大統領の娘婿のコネ入社疑惑も

 現在、検察が捜査を中断したり遅延させたりしている政権関連事件は、文在寅大統領が関与した月城原発1号機の経済性操作事件、蔚山市長選挙介入事件、文大統領の娘婿のソ・チャンホ氏の就職特恵疑惑、李在明候補が関与した大庄洞開発特恵疑惑事件、弁護士費代納疑惑などがある。

 まず月城原発1号機経済性操作疑惑とは、文在寅政権の脱原発政策のため月城原発を早期閉鎖しようと経済性評価報告書を捏造した事件に関し、文在寅大統領の圧力があったとの疑惑である。

 蔚山市長選挙介入事件は、文在寅大統領の長年の親友である宋哲鎬(ソン・チョルホ)氏が蔚山市長に選出されるよう、大統領府が蔚山警察庁に野党候補に対する不正捜査を指示するなどして選挙に介入したという疑惑である。当時、民情首席の曺国(チョ・グク)氏と当時の蔚山警察庁長官・黄雲夏議員(前出)が事件関係者として名前があがり、黄議員は検察に起訴されている。

 さらに、最近急浮上しているのが文大統領の娘婿をめぐるコネ就職疑惑と対価提供疑惑だ。文大統領の娘婿のソ・チャンホ氏は、ゲーム関連ベンチャー企業に勤めた後、2018年、韓国の格安航空会社イースター航空の子会社であるタイ・イースター航空の専務に転職した。

 実はイースター航空の代表である李相稷(イ・サンジク)氏は、文大統領の長年の知人で、ソ氏の専務就任直前には中小ベンチャー企業振興公団の理事長に任命されたという人物。さらに2020年には共に民主党の国会議員候補に公認され国会議員に当選している。それだけでもいかに文在寅大統領と近い関係にあったか分かるだろう。

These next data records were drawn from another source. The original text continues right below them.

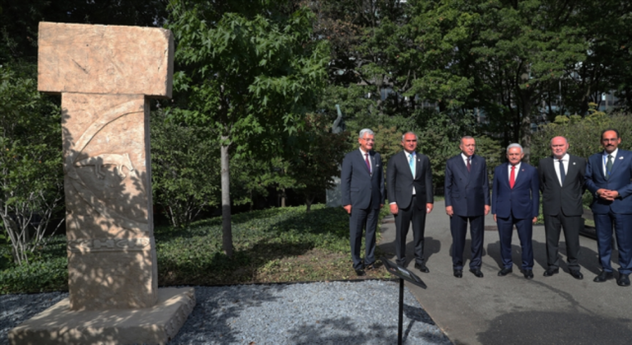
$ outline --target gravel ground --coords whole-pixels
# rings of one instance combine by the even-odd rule
[[[397,342],[393,282],[198,287],[195,294],[193,313],[170,344]],[[67,295],[0,296],[0,344],[11,327]],[[404,304],[405,344],[451,344],[408,289]]]

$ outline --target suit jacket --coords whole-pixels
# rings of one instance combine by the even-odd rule
[[[513,189],[509,187],[509,163],[504,163],[494,170],[492,185],[492,214],[506,218],[518,219],[538,216],[540,211],[540,182],[537,169],[526,163],[520,164]]]
[[[585,190],[586,160],[569,155],[568,168],[564,185],[555,172],[555,165],[559,163],[552,157],[540,160],[538,174],[540,190],[542,192],[542,213],[555,216],[562,210],[564,216],[581,216],[584,213],[581,197]],[[520,174],[518,174],[520,175]]]
[[[416,153],[415,176],[403,151],[393,155],[389,160],[386,172],[389,202],[397,202],[399,208],[408,208],[413,198],[413,187],[418,201],[425,204],[434,202],[432,190],[432,171],[430,160],[425,155]]]
[[[593,213],[632,213],[632,152],[619,149],[612,162],[612,170],[607,180],[604,175],[603,153],[588,157],[586,165],[586,187],[593,194],[590,208]],[[598,189],[605,188],[619,192],[614,201],[607,201],[597,196]]]
[[[373,174],[370,174],[360,149],[344,156],[340,180],[343,191],[343,205],[351,208],[379,209],[384,203],[384,175],[380,154],[368,153]]]
[[[472,156],[470,170],[468,171],[460,153],[446,164],[446,206],[452,206],[454,214],[463,217],[482,216],[485,206],[490,204],[485,158]]]

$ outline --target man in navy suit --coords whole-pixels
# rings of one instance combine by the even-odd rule
[[[447,160],[446,164],[446,213],[450,216],[452,233],[452,266],[454,276],[463,276],[463,250],[470,221],[471,260],[470,271],[480,278],[485,216],[489,213],[489,180],[485,158],[476,156],[476,141],[472,137],[461,138],[461,154]]]
[[[522,247],[522,269],[525,278],[533,278],[533,223],[538,220],[540,187],[535,168],[520,161],[525,156],[520,144],[507,147],[509,163],[496,167],[492,186],[492,214],[498,225],[501,237],[501,258],[503,267],[498,272],[506,276],[513,271],[511,260],[511,235],[518,229]]]
[[[364,269],[372,269],[375,262],[375,228],[380,209],[384,205],[384,176],[380,154],[373,149],[375,134],[370,129],[360,131],[360,149],[347,153],[343,160],[341,182],[343,205],[351,216],[349,232],[353,269],[358,276]],[[366,228],[366,254],[360,257],[362,228]]]
[[[610,262],[614,225],[619,245],[617,284],[629,286],[632,271],[632,152],[618,149],[621,143],[616,129],[602,132],[604,151],[588,158],[586,186],[593,194],[590,208],[595,217],[597,249],[602,268],[594,281],[603,283],[614,278]]]

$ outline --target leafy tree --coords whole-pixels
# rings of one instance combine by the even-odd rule
[[[206,127],[170,120],[152,113],[152,185],[154,202],[174,226],[187,227],[206,206],[217,204],[218,140]]]
[[[569,153],[588,158],[603,149],[601,132],[607,128],[616,128],[622,137],[619,147],[632,148],[632,117],[625,114],[609,115],[597,110],[597,103],[588,104],[589,115],[581,117],[559,115],[554,122],[542,126],[533,134],[533,155],[532,163],[537,165],[542,158],[550,156],[550,139],[562,136],[568,140]]]
[[[34,74],[0,67],[0,218],[18,264],[46,246],[63,206],[59,110],[37,92]]]
[[[317,195],[335,185],[334,177],[339,175],[343,158],[349,149],[348,132],[334,134],[331,129],[326,115],[307,116],[304,129],[298,132],[307,142],[289,162],[289,175],[296,181],[295,189],[305,197],[307,212]]]
[[[313,15],[274,2],[173,0],[167,27],[178,41],[180,93],[172,112],[207,126],[221,145],[223,248],[232,256],[229,156],[274,157],[315,105],[327,45],[312,37]]]

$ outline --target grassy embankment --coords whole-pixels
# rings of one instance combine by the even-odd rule
[[[381,214],[385,215],[386,208]],[[233,257],[221,250],[221,218],[188,228],[155,230],[160,286],[356,279],[348,216],[340,208],[272,208],[233,216]],[[379,234],[378,234],[379,236]],[[56,237],[28,266],[16,267],[0,250],[0,293],[68,289],[66,239]],[[362,252],[363,253],[363,247]],[[378,253],[379,254],[379,253]],[[4,254],[4,259],[2,258]],[[382,265],[366,279],[389,278]]]

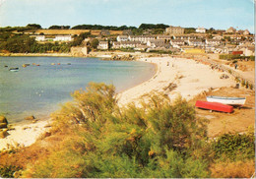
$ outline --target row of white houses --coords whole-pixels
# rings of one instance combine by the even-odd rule
[[[71,35],[55,35],[55,37],[46,37],[45,35],[35,35],[36,41],[73,41]]]
[[[140,38],[142,39],[142,38]],[[170,39],[169,42],[166,42],[165,39],[149,39],[146,40],[134,40],[134,41],[113,41],[112,42],[112,48],[113,49],[118,49],[118,48],[137,48],[139,46],[147,46],[148,48],[158,48],[158,47],[163,47],[163,48],[169,48],[170,46],[174,48],[180,48],[181,46],[184,45],[189,45],[189,46],[199,46],[199,47],[204,47],[204,46],[219,46],[221,45],[221,40],[219,39]],[[107,41],[99,41],[98,49],[108,49],[108,42]]]

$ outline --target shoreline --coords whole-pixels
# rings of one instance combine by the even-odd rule
[[[0,53],[0,57],[74,57],[71,53]]]
[[[220,76],[223,73],[211,70],[210,66],[191,59],[143,57],[138,61],[155,64],[157,66],[156,74],[148,81],[118,92],[116,97],[120,106],[130,102],[138,104],[140,97],[152,90],[164,92],[171,100],[178,95],[189,100],[211,88],[217,89],[235,85],[231,77],[222,80]],[[167,87],[170,84],[175,84],[176,88],[169,90]],[[1,139],[0,150],[6,148],[7,144],[14,147],[32,145],[42,133],[49,129],[50,119],[39,120],[36,123],[13,124],[12,126],[15,127],[15,130],[8,131],[10,135]]]

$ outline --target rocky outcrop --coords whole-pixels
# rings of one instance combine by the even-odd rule
[[[0,129],[7,128],[8,121],[5,116],[0,116]]]
[[[3,130],[0,131],[0,139],[4,139],[9,135],[7,130],[8,129],[3,129]]]
[[[70,52],[72,56],[87,56],[88,47],[71,47]]]

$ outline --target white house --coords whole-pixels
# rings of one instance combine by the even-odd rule
[[[71,35],[56,35],[53,41],[72,41]]]
[[[189,46],[204,46],[205,42],[203,42],[202,39],[189,39],[188,45]]]
[[[147,41],[147,46],[156,48],[158,46],[162,46],[164,44],[164,39],[152,39]]]
[[[185,45],[185,41],[183,39],[171,39],[170,44],[174,48],[180,48],[180,46]]]
[[[147,43],[147,41],[156,39],[156,37],[153,35],[129,35],[128,39],[130,41],[140,41]]]
[[[118,35],[116,37],[117,41],[128,41],[128,36],[127,35]]]
[[[97,45],[97,49],[107,50],[108,49],[108,41],[99,41]]]
[[[221,45],[221,40],[220,39],[206,39],[206,44],[207,45],[212,45],[212,46],[218,46]]]
[[[170,40],[171,36],[170,35],[160,34],[160,35],[157,36],[157,39]]]
[[[45,35],[36,35],[35,40],[36,41],[45,41]]]
[[[204,29],[203,27],[202,28],[198,27],[198,29],[196,29],[196,32],[203,32],[203,33],[205,33],[206,32],[206,29]]]
[[[222,35],[220,35],[220,34],[218,34],[218,35],[215,35],[214,37],[213,37],[213,39],[224,39],[224,36],[222,36]]]
[[[173,35],[173,39],[184,39],[184,40],[196,39],[196,36],[193,34]]]
[[[112,48],[136,48],[139,45],[140,41],[114,41]]]

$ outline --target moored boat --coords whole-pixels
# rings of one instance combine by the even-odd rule
[[[196,101],[196,107],[220,111],[220,112],[228,112],[228,113],[231,113],[233,111],[233,107],[230,105],[225,105],[219,102],[202,101],[202,100]]]
[[[244,105],[246,100],[245,97],[225,97],[217,95],[207,96],[206,99],[209,102],[220,102],[227,105]]]
[[[18,71],[19,71],[19,68],[10,68],[9,71],[10,71],[10,72],[18,72]]]

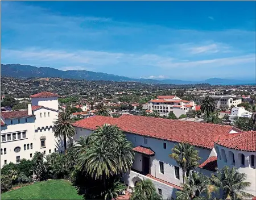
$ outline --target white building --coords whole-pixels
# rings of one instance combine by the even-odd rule
[[[27,109],[1,112],[1,168],[31,159],[36,151],[48,155],[61,148],[52,132],[59,115],[58,95],[42,92],[30,98]]]
[[[237,107],[232,109],[229,116],[229,120],[233,120],[238,117],[251,118],[252,115],[253,113],[247,111],[243,107]]]
[[[196,170],[210,176],[214,173],[216,168],[222,166],[218,165],[218,160],[217,162],[217,156],[218,157],[219,154],[215,150],[214,142],[220,142],[222,139],[229,136],[247,134],[246,132],[237,134],[241,130],[230,126],[131,115],[123,115],[118,118],[94,116],[78,122],[73,123],[76,128],[75,140],[80,136],[90,135],[97,126],[105,123],[117,125],[123,130],[128,140],[132,143],[135,152],[132,169],[123,176],[123,180],[129,186],[129,191],[132,191],[137,181],[148,178],[164,199],[175,198],[175,191],[181,189],[183,182],[181,169],[176,161],[168,156],[175,144],[186,142],[195,145],[199,156],[202,158],[200,161],[201,165]],[[250,155],[246,154],[246,158],[251,155],[256,156],[256,144],[254,147],[253,144],[256,141],[256,132],[253,131],[251,134],[254,137],[251,138],[251,141],[249,140],[249,137],[246,138],[247,143],[252,144],[250,146],[251,148]],[[237,142],[239,143],[239,141]],[[243,144],[246,146],[246,143]],[[255,163],[253,164],[251,163],[250,166],[255,165]],[[247,165],[244,167],[248,168],[242,170],[246,173],[248,180],[252,182],[247,191],[256,195],[256,181],[250,176],[253,173],[255,174],[255,169],[249,169],[251,167]]]
[[[177,118],[182,114],[186,114],[189,110],[196,110],[193,101],[182,100],[176,96],[158,96],[143,105],[143,109],[157,110],[160,116],[168,116],[169,113],[173,113]]]

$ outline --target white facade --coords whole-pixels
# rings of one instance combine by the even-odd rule
[[[3,119],[1,168],[10,162],[19,163],[22,159],[31,159],[36,151],[47,155],[62,149],[52,131],[53,122],[58,118],[57,110],[57,97],[32,98],[32,107],[28,105],[27,116]]]

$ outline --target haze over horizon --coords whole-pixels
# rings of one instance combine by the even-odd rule
[[[136,78],[255,79],[256,2],[1,3],[2,64]]]

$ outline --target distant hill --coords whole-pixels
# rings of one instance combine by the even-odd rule
[[[13,77],[18,78],[27,78],[32,77],[59,77],[64,78],[73,78],[88,81],[137,81],[147,84],[209,84],[210,85],[246,85],[255,84],[253,81],[240,81],[235,80],[221,79],[213,78],[201,81],[189,81],[179,80],[167,79],[156,80],[154,79],[131,78],[125,76],[109,74],[101,72],[93,72],[85,70],[69,70],[63,71],[49,67],[36,67],[31,65],[20,64],[1,64],[1,76]]]

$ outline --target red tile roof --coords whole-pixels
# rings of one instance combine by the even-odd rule
[[[218,164],[216,156],[210,156],[209,159],[199,166],[200,168],[212,172],[216,172],[217,170],[216,168]]]
[[[216,138],[229,135],[230,126],[181,121],[124,114],[118,118],[94,116],[73,123],[76,127],[94,130],[105,123],[117,125],[123,131],[175,142],[186,142],[212,149]]]
[[[176,96],[172,96],[172,95],[167,95],[167,96],[158,96],[158,99],[173,99]]]
[[[249,131],[232,134],[228,137],[219,138],[216,143],[231,149],[255,152],[256,131]]]
[[[59,95],[48,91],[42,91],[42,93],[30,95],[30,98],[46,98],[46,97],[59,97]]]
[[[147,148],[142,146],[138,146],[133,149],[136,152],[146,154],[148,156],[153,156],[155,155],[155,152],[152,151],[150,148]]]
[[[150,178],[154,179],[154,180],[156,180],[156,181],[158,181],[159,182],[162,182],[163,184],[165,184],[166,185],[169,185],[169,186],[171,186],[172,188],[176,188],[176,189],[177,189],[178,190],[181,190],[183,189],[183,188],[181,187],[180,187],[180,186],[178,186],[177,185],[171,184],[169,182],[167,182],[167,181],[163,181],[163,180],[162,180],[161,179],[159,179],[158,178],[156,178],[156,177],[152,176],[151,174],[147,174],[146,176],[147,176],[147,177],[149,177]]]
[[[13,110],[11,111],[1,112],[1,118],[3,119],[20,118],[26,116],[33,116],[34,115],[29,115],[27,110]]]

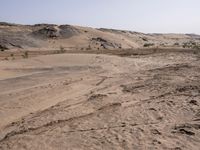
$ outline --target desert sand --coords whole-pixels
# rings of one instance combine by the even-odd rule
[[[81,39],[70,38],[72,47],[73,38]],[[45,51],[45,44],[5,44],[10,50],[0,53],[9,56],[0,61],[0,149],[199,150],[199,50],[136,50],[143,44],[81,53],[75,43],[77,51],[15,59],[10,53]]]

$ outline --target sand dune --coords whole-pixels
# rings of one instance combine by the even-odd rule
[[[0,149],[198,150],[199,60],[166,51],[2,61]]]
[[[198,42],[1,23],[0,149],[199,150]]]

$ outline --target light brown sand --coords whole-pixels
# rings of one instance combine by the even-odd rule
[[[0,149],[200,147],[200,59],[162,52],[0,62]]]

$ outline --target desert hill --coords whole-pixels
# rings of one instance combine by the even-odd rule
[[[0,48],[7,49],[131,49],[144,47],[195,47],[194,34],[144,34],[114,29],[36,24],[0,23]]]

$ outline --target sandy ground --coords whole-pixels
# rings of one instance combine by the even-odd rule
[[[200,57],[57,54],[0,62],[0,149],[199,150]]]

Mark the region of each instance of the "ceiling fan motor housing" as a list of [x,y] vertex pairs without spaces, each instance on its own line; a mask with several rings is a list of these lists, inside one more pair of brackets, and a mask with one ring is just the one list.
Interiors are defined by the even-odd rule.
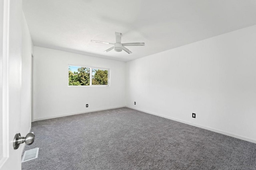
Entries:
[[114,50],[116,52],[121,52],[122,51],[122,47],[123,45],[119,43],[116,43],[114,45]]

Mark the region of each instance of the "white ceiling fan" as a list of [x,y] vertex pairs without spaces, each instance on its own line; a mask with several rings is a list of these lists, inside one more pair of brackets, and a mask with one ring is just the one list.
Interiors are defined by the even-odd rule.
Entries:
[[144,43],[121,43],[121,37],[122,33],[116,32],[116,43],[108,43],[107,42],[101,41],[96,41],[91,40],[91,41],[95,43],[103,43],[104,44],[112,44],[114,46],[105,51],[105,52],[108,52],[113,49],[114,49],[116,52],[121,52],[124,50],[128,54],[132,53],[132,51],[129,50],[124,46],[137,46],[145,45]]

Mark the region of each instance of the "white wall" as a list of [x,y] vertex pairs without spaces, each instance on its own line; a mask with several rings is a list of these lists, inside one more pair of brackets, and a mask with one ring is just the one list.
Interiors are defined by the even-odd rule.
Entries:
[[[38,47],[33,54],[34,120],[126,106],[125,63]],[[110,68],[110,86],[68,87],[68,64]]]
[[26,136],[31,127],[31,54],[33,43],[28,27],[22,13],[22,58],[21,82],[21,129],[20,132],[22,136]]
[[256,25],[126,67],[128,106],[256,143]]

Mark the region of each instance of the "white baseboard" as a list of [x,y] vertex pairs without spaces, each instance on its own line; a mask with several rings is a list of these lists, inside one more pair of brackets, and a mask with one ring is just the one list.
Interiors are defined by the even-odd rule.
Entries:
[[50,116],[49,117],[36,118],[34,119],[34,121],[38,121],[40,120],[46,120],[46,119],[50,119],[56,118],[57,117],[63,117],[64,116],[71,116],[72,115],[78,115],[79,114],[93,112],[94,111],[101,111],[102,110],[108,110],[110,109],[117,109],[118,108],[124,107],[126,107],[126,106],[118,106],[118,107],[114,107],[106,108],[105,109],[98,109],[96,110],[90,110],[89,111],[81,111],[80,112],[72,113],[71,113],[65,114],[64,115],[57,115],[56,116]]
[[195,126],[196,127],[200,127],[200,128],[204,129],[205,129],[208,130],[209,131],[212,131],[214,132],[216,132],[217,133],[221,133],[222,134],[225,135],[227,136],[230,136],[232,137],[233,137],[236,138],[238,138],[240,139],[243,140],[244,141],[248,141],[248,142],[252,142],[253,143],[256,143],[256,140],[254,139],[253,139],[247,137],[246,137],[244,136],[243,136],[242,135],[239,135],[235,134],[232,133],[228,133],[227,132],[225,132],[224,131],[222,131],[220,129],[218,129],[215,128],[213,128],[210,127],[207,127],[206,126],[202,126],[200,125],[198,125],[196,124],[193,123],[191,122],[188,122],[186,121],[184,121],[182,120],[175,119],[173,117],[171,117],[168,116],[166,116],[163,115],[161,115],[159,114],[156,113],[154,113],[151,112],[150,111],[146,111],[146,110],[143,110],[140,109],[138,109],[136,108],[133,107],[132,107],[129,106],[126,106],[127,107],[130,108],[130,109],[134,109],[134,110],[138,110],[139,111],[142,111],[143,112],[146,113],[147,113],[150,114],[152,115],[155,115],[156,116],[160,116],[162,117],[164,117],[166,119],[171,119],[172,120],[174,120],[174,121],[178,121],[179,122],[182,123],[184,123],[187,124],[188,125],[191,125],[192,126]]

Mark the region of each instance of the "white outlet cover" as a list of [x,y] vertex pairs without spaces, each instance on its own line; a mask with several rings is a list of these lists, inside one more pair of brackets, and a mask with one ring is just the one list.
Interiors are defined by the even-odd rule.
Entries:
[[23,156],[21,160],[21,162],[24,162],[37,158],[39,150],[39,148],[36,148],[26,150],[24,152]]

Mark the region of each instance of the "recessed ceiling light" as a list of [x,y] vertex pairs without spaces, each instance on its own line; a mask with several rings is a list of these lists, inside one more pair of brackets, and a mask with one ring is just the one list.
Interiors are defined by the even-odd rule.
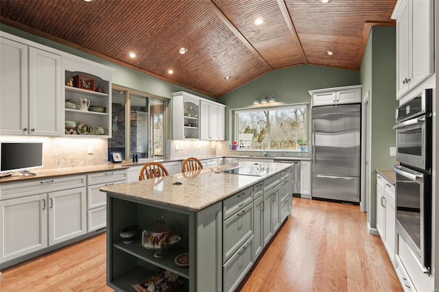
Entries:
[[257,25],[259,25],[263,23],[263,20],[262,19],[256,19],[254,21],[254,24]]

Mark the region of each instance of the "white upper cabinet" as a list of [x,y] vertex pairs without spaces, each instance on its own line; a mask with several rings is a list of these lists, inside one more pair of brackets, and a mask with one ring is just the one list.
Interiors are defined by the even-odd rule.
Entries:
[[396,99],[434,72],[434,1],[399,0],[396,21]]
[[[112,69],[3,32],[0,46],[0,134],[67,136],[67,120],[85,124],[87,135],[77,136],[97,136],[99,125],[106,130],[99,137],[110,137]],[[64,85],[76,77],[93,86]],[[94,106],[64,110],[67,99],[81,99]]]
[[335,87],[309,90],[311,106],[335,106],[361,102],[361,86]]
[[62,57],[3,34],[0,134],[61,136]]
[[[78,60],[79,59],[79,60]],[[81,127],[81,131],[64,129],[63,135],[66,136],[85,136],[96,138],[111,138],[111,73],[112,69],[99,64],[80,58],[64,58],[63,62],[64,89],[63,104],[66,101],[70,106],[64,112],[64,120],[76,123]],[[73,80],[73,84],[69,84]],[[83,86],[83,82],[86,86]],[[71,86],[73,85],[73,86]],[[89,85],[89,86],[88,86]],[[81,101],[85,101],[86,107],[71,108],[72,105],[80,106]],[[89,105],[88,109],[86,105]],[[99,135],[94,132],[97,126],[102,127],[104,133]]]
[[224,140],[224,105],[182,91],[172,95],[174,140]]

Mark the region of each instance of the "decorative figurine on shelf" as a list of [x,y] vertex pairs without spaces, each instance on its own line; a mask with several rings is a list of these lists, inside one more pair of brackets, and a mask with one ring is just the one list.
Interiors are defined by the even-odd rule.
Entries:
[[66,81],[66,86],[73,87],[73,77],[71,77],[69,78],[69,81]]
[[102,88],[101,87],[100,85],[97,86],[97,88],[96,88],[96,92],[102,93],[102,92],[103,92],[102,91]]

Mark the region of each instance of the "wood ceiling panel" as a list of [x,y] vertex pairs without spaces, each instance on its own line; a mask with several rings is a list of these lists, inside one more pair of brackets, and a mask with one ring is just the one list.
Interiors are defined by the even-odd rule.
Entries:
[[[213,0],[272,69],[306,64],[300,42],[273,0]],[[263,20],[260,25],[257,19]],[[294,29],[294,27],[293,27]]]
[[[394,23],[389,19],[396,3],[0,1],[3,23],[212,97],[278,68],[309,63],[357,70],[370,26]],[[263,24],[255,25],[257,17]],[[181,47],[187,53],[178,53]],[[326,56],[327,50],[335,55]]]

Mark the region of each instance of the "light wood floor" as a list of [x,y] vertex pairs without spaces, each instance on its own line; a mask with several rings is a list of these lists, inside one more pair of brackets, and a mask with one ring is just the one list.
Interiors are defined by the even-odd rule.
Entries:
[[[106,236],[2,271],[0,291],[110,291]],[[384,247],[357,206],[293,199],[292,216],[241,291],[402,291]]]

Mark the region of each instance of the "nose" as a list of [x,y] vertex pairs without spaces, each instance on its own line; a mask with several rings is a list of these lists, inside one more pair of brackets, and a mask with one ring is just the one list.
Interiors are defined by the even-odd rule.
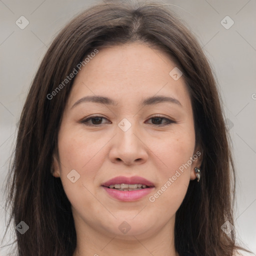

 その李相稷氏が関連する企業に、文在寅大統領の娘婿が、畑違いの業界からいきなり採用された。李氏は「タイ・イースター航空はイースター航空と関連のない会社だ」と主張しているが、検察によると、タイ・イースター航空は李相稷氏が借名で設立したペーパーカンパニーだという。実際、2017年に設立されてからの3年間で会社の売上はたった2000万ウォン(約200万円)余りに過ぎない。

 ところが、ソ氏が専務に就任して以降の2018年から2年間で、66億ウォンを管理費の名目で支出した。この費用は職員の給料が払えないほどの赤字に苦しんでいたイースター航空側から提供されたものだ。李相稷氏の個人資金造成のためのマネーローンダリングである可能性が濃厚だ。